Tuesday, November 13, 2007

PLAY: "Secret Order"

Photo/Carol Rosegg

Chemical strings like bc12 and p55 have never been so exciting to the layman before: in that regard, Bob Clyman's new Mametian play is a success. At the same time, Clyman builds medical suspense at the cost of realism, amping up the basest components of character so that for all their bellowing, they are unflappable in the dramatic wind. Thankfully, it's not all hot air: Clyman's plotting is airtight (if a bit predictable), and although the characters are obvious, when the actors are on, they're an exaggerated delight.

We first meet William Shumway (Dan Colman), the well-intentioned rube of the play, a scientist from Champaign-Urbana, Illinois, who may have just stumbled upon the cure for cancer. It isn't long before he's approached by the brusque and confident Robert Brock (Larry Pine), a twice-nominated scientist, respected elder, and father figure, all rolled into one. He's quickly coerced into a job with Hill-Matheson in New York City (the pacing zips from lecture to phone call to live visit to job in under three minutes of smooth storytelling), and soon after meets an excitable undergraduate, Alice Curiton (Jessi Campbell), and irritable codger, Saul Roth (Kenneth Tigar), his jealous rival from Toxicology. As pressures mount (with high expectations generated and then manufactured by Dr. Brock), Shumway makes an unethical decision to hide his results: not lying, exactly, but far from honest. Charles Tower's direction, minimal in design, and always jumping to the middle of action, helps to make the unspoken conflict into a central character: Shumway is always caught in the spotlight.

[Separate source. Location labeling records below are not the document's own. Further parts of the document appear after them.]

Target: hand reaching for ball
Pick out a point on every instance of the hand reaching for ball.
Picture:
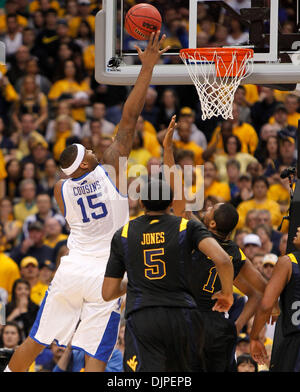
(152, 53)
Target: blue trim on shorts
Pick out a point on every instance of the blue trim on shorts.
(62, 195)
(43, 344)
(36, 323)
(113, 184)
(109, 338)
(81, 177)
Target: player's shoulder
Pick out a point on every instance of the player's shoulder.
(233, 250)
(58, 186)
(294, 257)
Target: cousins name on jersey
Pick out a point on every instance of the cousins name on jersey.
(85, 189)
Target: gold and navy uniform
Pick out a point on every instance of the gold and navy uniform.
(290, 299)
(219, 333)
(163, 326)
(286, 358)
(156, 253)
(205, 280)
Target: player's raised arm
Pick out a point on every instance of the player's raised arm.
(276, 284)
(174, 175)
(221, 259)
(134, 104)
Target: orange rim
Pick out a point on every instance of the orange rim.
(226, 67)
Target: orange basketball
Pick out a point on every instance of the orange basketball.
(141, 20)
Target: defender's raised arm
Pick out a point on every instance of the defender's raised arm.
(122, 144)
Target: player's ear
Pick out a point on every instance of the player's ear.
(84, 164)
(212, 224)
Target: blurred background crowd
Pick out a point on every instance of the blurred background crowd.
(50, 99)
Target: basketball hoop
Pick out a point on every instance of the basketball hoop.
(216, 74)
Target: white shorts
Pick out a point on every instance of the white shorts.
(75, 295)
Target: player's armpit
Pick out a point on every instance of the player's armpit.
(58, 195)
(211, 248)
(252, 276)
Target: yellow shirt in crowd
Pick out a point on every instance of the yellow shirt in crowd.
(268, 204)
(22, 211)
(246, 134)
(38, 292)
(252, 95)
(65, 86)
(219, 190)
(192, 146)
(52, 244)
(9, 272)
(292, 119)
(75, 22)
(21, 20)
(89, 57)
(139, 157)
(3, 173)
(278, 193)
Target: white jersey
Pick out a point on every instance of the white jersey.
(94, 210)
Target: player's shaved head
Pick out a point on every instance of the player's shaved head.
(68, 156)
(226, 218)
(156, 195)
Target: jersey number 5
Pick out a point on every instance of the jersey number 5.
(94, 215)
(157, 267)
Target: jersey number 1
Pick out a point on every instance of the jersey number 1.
(93, 206)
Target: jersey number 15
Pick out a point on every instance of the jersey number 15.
(93, 206)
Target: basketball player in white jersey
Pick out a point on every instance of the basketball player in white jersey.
(94, 210)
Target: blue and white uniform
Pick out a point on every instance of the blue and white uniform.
(94, 211)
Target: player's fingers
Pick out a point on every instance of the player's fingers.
(156, 38)
(165, 49)
(138, 49)
(162, 39)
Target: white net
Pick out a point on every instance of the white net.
(217, 80)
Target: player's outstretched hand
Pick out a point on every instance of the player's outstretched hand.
(224, 301)
(275, 313)
(168, 139)
(258, 352)
(152, 53)
(296, 240)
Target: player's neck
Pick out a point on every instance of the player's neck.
(220, 236)
(151, 213)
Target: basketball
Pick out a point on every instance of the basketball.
(141, 20)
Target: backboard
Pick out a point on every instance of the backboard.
(200, 23)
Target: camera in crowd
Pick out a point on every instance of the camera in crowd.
(5, 355)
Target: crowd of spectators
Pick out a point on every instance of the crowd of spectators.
(50, 99)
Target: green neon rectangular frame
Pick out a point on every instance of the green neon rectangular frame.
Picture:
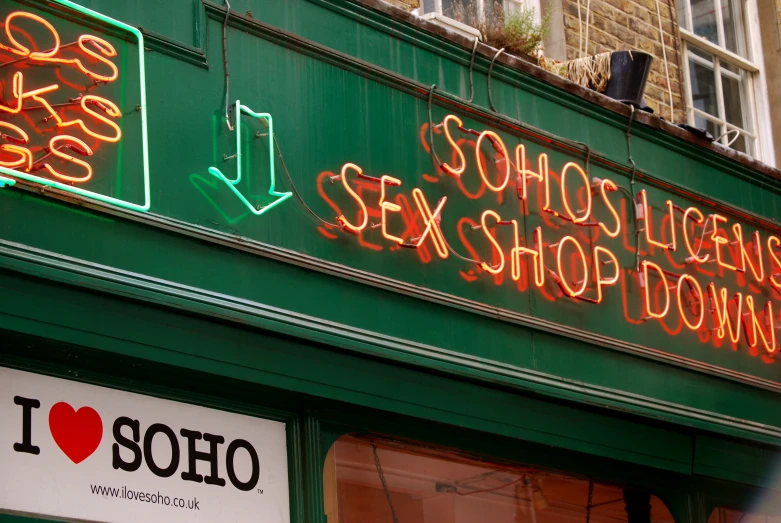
(144, 134)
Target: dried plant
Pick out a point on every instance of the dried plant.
(517, 32)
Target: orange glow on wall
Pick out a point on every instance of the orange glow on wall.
(647, 286)
(497, 248)
(82, 149)
(600, 281)
(344, 222)
(432, 222)
(574, 216)
(565, 286)
(536, 253)
(387, 206)
(455, 172)
(721, 309)
(606, 186)
(775, 274)
(495, 140)
(757, 331)
(699, 301)
(759, 273)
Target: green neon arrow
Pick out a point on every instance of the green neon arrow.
(206, 186)
(279, 196)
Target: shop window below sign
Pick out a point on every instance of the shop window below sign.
(389, 482)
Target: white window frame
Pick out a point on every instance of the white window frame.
(757, 100)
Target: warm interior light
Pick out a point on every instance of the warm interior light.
(457, 171)
(699, 301)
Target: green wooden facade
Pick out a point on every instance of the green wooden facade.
(202, 301)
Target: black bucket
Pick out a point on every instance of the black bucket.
(628, 74)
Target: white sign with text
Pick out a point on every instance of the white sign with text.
(72, 450)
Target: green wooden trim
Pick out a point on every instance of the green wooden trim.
(161, 293)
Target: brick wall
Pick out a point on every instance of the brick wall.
(408, 5)
(619, 25)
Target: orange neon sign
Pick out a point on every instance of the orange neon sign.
(63, 152)
(588, 256)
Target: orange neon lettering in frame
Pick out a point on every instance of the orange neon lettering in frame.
(564, 283)
(696, 285)
(649, 225)
(564, 199)
(647, 286)
(721, 308)
(539, 261)
(775, 279)
(56, 152)
(604, 186)
(686, 240)
(386, 206)
(493, 241)
(483, 175)
(719, 241)
(21, 49)
(454, 172)
(111, 109)
(597, 263)
(432, 222)
(745, 260)
(756, 330)
(344, 222)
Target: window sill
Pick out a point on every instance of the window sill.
(564, 84)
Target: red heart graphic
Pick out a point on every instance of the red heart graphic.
(76, 432)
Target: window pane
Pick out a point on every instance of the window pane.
(733, 101)
(703, 87)
(731, 16)
(704, 20)
(369, 481)
(711, 127)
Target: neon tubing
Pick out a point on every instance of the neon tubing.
(280, 197)
(564, 198)
(144, 131)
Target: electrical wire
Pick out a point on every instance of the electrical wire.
(471, 77)
(431, 128)
(378, 465)
(664, 57)
(225, 62)
(490, 72)
(295, 191)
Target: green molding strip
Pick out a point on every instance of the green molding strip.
(144, 134)
(280, 197)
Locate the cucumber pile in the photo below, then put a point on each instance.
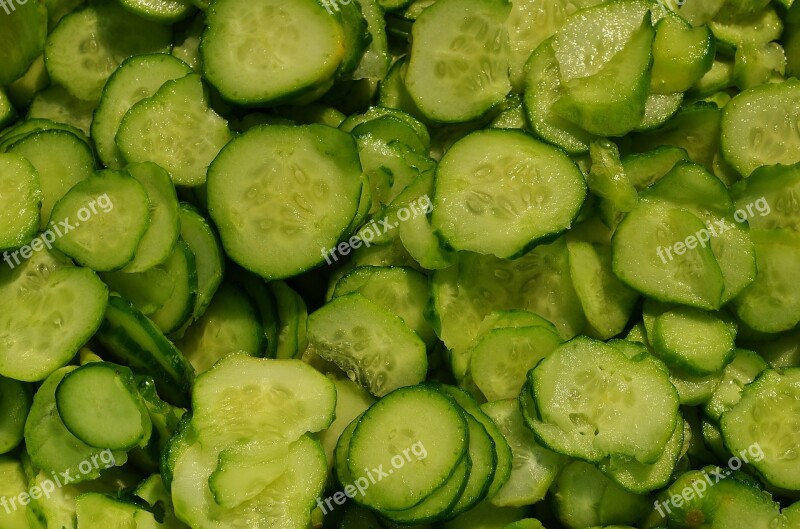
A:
(373, 264)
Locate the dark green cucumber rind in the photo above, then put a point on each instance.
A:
(157, 358)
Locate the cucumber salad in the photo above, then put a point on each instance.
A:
(383, 264)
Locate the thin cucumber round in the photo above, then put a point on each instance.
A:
(119, 419)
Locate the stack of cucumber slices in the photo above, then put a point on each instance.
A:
(382, 264)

But the play falters when the characters miss their beats: rhythms that are already artificially inflated really need to be said by an actor with a pulse. When Larry Pine is on, the show is electric, sucked into his brash and biting enthusiasm ("My grandson talks about fair, and he's five."), his manipulative wit ("Why bother lying to him if he doesn't know it's a lie?"), and his sardonic affability ("Were you severely beaten as a small boy for talking too much?"). But more often than not, Pine is stumbling over his lines, looking far from persuasive: blustery, yes, but effective, no. And this in turn spoils the dynamic between him and Mr. Colman, who is obviously playing dumb, holding his charisma in reserve so as to play a struggling scientist. Worse still, when Pine loses his humanity, he makes Mr. Tigar seem even less likeable, more a malicious force for revenge than the slighted and wrathful elder that he should be. In turn, between all these exaggerated archetypes, Ms. Campbell gets lost in the kerfuffle, a pushy character who is so likable that she's forgettable.

Ultimately, the play doesn't really say anything that's all too surprising about the medical industry, and the shallow ethics on display, all half-truths and dodges, aren't as loaded as Clyman would like them to be. The play actually works best in the awkward relationship between prideful father-figure (Brock) and prodigious son (Shumway), which again, only works when Mr. Pine is nailing his lines. But Clyman doesn't have that much of a spine to fall back on: beyond his scathing lines and accessible science, Secret Order is an actor's play, and that's no secret.